Un rey bueno y ‘campechano’, venía a liberarnos de un oscuro dictador; un régimen opresor sería relegado por la arcadia feliz del gobierno del pueblo. El 23 de febrero, los negocios turbios, los pagos a las amantes… los elefantes, nada parecía importar, todo se le dispensa al jocundo y campechano monarca.  

Después, ya puestos en el ensueño, nos dijeron que el monarca podía casarse con quien quisiera, también con una republicana de dudosa vida, era la felicidad total. Todo es posible en la libérrima democracia liberal.

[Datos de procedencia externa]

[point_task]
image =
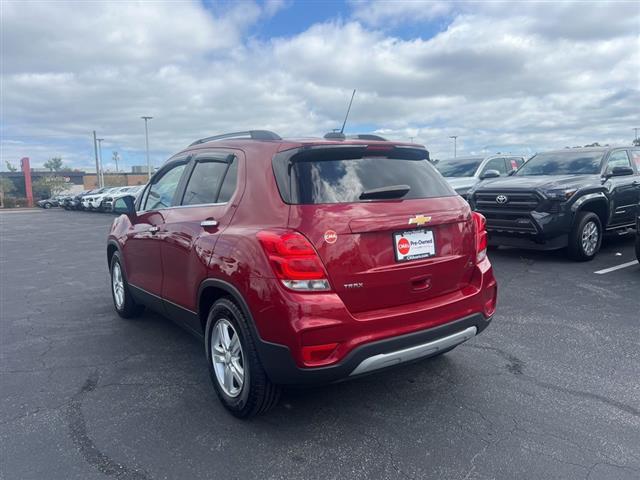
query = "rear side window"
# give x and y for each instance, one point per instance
(344, 180)
(635, 156)
(618, 159)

La utopía se desmorona, la libertad se somete: impuestos draconianos (hay lugares en que más vale no heredar); leyes supresoras de la inteligencia y la razón; jubilados sin pensión justa; ausencia de cortesía y respeto; altanería; obscenidad; medios públicos al servicio del poder; censura; incultura; una casta política abrumadoramente numerosa… y para remate de tanta inmundicia, de tanta felonía, la invasión extranjera (especialmente islamista) más peligrosa de la historia, por falta de dignidad y vergüenza nacional para impedirla.

Los ladrones y mamarrachos siguen saliendo en las urnas, y los desharrapados (física y moralmente), los incultos, los inmorales, los inexpertos, siguen ganado terreno en la triste España sin ventura, abandonada de sus propios hijos.

En esta lamentable y dramática situación, única en nuestra historia por atonía moral, y, faltos de recursos, hastiados de la injusticia, muchos españoles se reúnen en torno de representantes del sistema culpable de la tragedia.

Porque, que nadie se engañe, muy pocos políticos, desde el rey al último vasallo, se salvan de la indignidad y el contubernio, de la traición a España. Al faltar la selección de los mejores, sustituida por la tiranía de la muchedumbre, los representantes son la ruina de España.

La monarquía, que debió ser el garante y catalizador de los destinos de España, todo lo consintió por ‘imperativo legal’, por ‘respeto’ a la democracia y a la Constitución, entes de razón casi sustitutos del sentido de la patria, del juicio y del honor.

Al desligarnos del proceso histórico, corremos el riesgo de crear nuestros propios mitos; necesitados de héroes, nos convencemos de nuestras propias ilusiones.

Al final, no se trata de elegir o defender un sistema político u otro, todos deben ser de circunstancia al servicio de la patria, se trata de volver a elegir a España.